3.  Stand up cross-industry think tanks with collaborative arrangements.

The United States will need to bring together companies within the semiconductor industry and major customers across the value chain to help launch joint ventures, collaborative R&D efforts and incentivize such arrangements. Collective power across industries is stronger than any one company or any one industry fighting it alone. Besides tapping into the tremendous supply chain talent offered by the various big-named consultants, the United States should also engage technology partnerships with leading supply chain companies. It takes collective intelligence to make a meaningful impact.

4.  Accelerate sustainability and diversity efforts.

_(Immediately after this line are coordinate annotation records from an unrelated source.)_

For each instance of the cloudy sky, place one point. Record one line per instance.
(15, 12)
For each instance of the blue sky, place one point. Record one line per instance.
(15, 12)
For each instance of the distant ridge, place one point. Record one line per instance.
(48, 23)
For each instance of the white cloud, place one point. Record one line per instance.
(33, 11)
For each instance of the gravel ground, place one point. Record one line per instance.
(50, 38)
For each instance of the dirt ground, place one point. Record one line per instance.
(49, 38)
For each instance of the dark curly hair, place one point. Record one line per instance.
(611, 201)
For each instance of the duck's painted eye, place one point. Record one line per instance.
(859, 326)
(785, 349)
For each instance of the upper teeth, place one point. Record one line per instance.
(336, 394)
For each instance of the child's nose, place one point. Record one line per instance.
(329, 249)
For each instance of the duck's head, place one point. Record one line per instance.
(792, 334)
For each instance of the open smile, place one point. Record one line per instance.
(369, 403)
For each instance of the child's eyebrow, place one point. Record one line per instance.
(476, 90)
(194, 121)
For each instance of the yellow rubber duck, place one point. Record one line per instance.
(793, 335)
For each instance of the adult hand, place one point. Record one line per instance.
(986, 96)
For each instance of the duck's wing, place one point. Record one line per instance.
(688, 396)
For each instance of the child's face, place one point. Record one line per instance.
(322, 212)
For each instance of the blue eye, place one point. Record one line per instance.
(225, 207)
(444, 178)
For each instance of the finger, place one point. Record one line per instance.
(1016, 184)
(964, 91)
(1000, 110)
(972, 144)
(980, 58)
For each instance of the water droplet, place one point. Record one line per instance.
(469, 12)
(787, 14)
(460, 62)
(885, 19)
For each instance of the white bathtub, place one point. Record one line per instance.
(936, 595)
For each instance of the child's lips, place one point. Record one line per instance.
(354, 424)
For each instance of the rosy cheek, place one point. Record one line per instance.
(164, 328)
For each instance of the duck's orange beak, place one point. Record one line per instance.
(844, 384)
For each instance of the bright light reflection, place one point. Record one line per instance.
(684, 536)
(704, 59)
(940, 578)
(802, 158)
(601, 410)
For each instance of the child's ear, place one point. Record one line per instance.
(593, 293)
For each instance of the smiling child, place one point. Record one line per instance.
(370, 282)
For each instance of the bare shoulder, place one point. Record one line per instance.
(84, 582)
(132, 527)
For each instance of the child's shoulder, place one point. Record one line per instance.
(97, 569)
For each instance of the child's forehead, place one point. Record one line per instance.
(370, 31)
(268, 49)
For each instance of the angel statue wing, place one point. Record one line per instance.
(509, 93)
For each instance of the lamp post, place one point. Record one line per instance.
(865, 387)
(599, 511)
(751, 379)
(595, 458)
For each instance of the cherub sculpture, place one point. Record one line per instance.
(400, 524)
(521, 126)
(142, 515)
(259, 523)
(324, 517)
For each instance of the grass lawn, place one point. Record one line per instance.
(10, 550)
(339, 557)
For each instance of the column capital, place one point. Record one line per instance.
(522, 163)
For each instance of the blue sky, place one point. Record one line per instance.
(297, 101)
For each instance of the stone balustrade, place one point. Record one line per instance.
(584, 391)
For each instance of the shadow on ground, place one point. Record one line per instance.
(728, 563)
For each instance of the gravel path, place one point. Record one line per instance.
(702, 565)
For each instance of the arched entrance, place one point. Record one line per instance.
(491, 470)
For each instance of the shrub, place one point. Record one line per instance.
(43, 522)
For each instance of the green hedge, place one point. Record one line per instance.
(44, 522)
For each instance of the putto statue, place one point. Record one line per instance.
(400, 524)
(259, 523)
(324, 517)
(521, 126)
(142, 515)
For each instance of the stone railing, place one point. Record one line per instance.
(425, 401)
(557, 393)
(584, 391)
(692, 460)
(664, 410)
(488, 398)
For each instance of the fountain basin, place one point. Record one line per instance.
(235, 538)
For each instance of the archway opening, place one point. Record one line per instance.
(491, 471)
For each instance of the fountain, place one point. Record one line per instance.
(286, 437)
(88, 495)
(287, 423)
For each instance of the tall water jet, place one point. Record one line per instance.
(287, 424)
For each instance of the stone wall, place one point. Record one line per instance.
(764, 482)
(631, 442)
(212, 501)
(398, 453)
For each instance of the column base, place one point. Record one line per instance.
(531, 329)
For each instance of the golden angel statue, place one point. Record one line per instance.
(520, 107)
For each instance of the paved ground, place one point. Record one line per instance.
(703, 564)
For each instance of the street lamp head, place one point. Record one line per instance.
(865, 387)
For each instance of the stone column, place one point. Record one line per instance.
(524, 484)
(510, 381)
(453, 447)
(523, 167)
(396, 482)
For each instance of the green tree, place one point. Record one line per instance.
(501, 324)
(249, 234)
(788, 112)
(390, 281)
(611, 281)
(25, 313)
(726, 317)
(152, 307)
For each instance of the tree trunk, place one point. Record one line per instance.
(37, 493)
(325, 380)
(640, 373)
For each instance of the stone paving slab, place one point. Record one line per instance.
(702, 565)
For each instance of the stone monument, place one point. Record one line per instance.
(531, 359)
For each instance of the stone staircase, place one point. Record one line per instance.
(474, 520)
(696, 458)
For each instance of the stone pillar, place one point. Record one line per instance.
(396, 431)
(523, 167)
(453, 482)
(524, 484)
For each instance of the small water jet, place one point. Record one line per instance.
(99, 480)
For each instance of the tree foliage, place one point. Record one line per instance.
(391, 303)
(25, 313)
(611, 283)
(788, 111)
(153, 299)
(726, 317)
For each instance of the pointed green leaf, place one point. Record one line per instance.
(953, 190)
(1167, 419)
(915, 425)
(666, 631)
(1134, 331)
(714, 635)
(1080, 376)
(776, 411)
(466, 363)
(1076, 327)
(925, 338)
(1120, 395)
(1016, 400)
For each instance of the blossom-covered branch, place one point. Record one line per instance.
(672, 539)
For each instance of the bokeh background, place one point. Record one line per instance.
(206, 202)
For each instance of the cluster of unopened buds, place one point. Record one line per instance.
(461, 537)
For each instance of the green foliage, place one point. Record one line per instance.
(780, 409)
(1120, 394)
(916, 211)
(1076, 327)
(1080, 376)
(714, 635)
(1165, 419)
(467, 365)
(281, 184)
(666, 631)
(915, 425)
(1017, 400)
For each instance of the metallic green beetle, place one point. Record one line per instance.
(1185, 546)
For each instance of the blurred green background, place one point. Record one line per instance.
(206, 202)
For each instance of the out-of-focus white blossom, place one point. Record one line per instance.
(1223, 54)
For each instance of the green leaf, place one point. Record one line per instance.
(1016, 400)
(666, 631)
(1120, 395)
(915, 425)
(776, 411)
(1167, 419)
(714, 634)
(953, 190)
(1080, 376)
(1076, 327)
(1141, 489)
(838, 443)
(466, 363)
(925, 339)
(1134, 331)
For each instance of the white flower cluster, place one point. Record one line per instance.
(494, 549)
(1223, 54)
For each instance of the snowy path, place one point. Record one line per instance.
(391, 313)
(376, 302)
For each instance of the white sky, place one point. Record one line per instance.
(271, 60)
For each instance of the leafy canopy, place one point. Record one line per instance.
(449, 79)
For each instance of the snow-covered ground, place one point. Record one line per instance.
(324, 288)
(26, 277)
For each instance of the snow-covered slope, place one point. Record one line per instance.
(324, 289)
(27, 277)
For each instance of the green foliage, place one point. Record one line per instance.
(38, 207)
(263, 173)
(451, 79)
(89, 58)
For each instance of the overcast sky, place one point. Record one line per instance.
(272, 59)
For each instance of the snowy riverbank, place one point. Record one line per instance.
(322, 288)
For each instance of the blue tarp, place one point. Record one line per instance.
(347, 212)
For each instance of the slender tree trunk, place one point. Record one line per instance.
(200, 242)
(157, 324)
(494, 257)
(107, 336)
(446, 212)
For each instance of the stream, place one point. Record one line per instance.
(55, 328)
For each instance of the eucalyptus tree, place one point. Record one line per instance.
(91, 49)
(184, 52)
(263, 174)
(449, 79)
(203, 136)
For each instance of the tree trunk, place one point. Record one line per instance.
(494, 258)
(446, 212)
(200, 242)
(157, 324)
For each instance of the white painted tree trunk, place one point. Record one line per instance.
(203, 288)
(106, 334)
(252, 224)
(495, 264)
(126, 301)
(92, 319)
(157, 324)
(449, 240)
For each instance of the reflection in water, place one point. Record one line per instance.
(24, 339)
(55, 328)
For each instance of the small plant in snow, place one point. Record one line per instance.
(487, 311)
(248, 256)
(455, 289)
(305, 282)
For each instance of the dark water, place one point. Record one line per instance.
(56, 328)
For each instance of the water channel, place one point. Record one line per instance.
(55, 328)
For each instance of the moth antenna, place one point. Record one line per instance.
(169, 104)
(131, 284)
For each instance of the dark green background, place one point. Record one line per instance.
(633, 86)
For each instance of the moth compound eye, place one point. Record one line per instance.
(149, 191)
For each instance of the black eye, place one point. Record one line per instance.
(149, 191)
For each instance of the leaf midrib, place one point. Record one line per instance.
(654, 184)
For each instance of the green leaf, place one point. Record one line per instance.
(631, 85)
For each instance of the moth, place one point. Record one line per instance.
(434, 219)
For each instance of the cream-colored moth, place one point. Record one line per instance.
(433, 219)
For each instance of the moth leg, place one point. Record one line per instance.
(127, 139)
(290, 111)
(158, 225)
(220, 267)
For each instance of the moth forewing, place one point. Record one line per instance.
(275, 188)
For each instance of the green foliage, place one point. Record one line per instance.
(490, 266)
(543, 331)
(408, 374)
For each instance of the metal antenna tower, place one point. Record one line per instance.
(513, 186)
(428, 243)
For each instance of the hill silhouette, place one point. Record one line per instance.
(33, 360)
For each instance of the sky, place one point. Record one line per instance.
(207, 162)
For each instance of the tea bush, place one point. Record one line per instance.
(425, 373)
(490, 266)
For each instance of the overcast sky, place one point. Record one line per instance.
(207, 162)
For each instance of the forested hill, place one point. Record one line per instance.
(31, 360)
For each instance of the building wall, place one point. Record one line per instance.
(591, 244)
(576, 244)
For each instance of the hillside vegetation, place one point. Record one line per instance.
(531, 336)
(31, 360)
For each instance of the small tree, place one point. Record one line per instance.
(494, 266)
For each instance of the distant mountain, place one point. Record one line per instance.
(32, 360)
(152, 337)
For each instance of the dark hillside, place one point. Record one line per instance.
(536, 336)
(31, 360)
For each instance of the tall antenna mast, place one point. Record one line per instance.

The Executive Order does make references to encouraging diversity efforts by making employment accessible to underrepresented groups and communities, as well as accelerating sustainability efforts. The current chip shortage will require a massive restructuring of the semiconductor supply chain and its flows within. This will be a multi-year effort. Meaningful nearshoring can take a decade or longer. The government and private sector alike should take the opportunity to tackle multiple objectives at once, beyond just focusing on resilience. Burning issues such as climate change and income inequality can be brought to fore as supply chain resiliency gets addressed. Nearshoring can raise objections from the environmental advocacy groups about the potential environmental impact from setting up fabrication facilities in the United States. However, carbon footprint studies will need to be done, capturing the end-to-end supply chain flows. This will ensure that convincing arguments are made in the net reduction of environmental costs on a global basis by using facilities built with state-of-the-art technology and reducing the transportation impact of shuffling chips around the world.

5.  Borrow a page from the private sector’s playbook.

Faced with the challenge of making supply chains more resilient, leading corporations are stress testing their supply chains and testing out designs of the future powered by algorithms. The U.S. government should borrow from this playbook. It should think of all the semiconductor producing and consuming companies of the world as one company and model a range of what-if scenarios. Even a model with a higher level of abstraction can reveal some great insights.

While the Executive Order is a good first step, much work remains. The role of the U.S. government is to create the ambience needed by providing the necessary incentives to the private sectors to stimulate growth in semiconductor manufacturing. A positive environment that incents nearshoring is much better than the threat of tariffs in supply chains with limited source risks. A very close collaboration will be needed between the private sector and the government to make this effort a worthwhile and successful endeavor.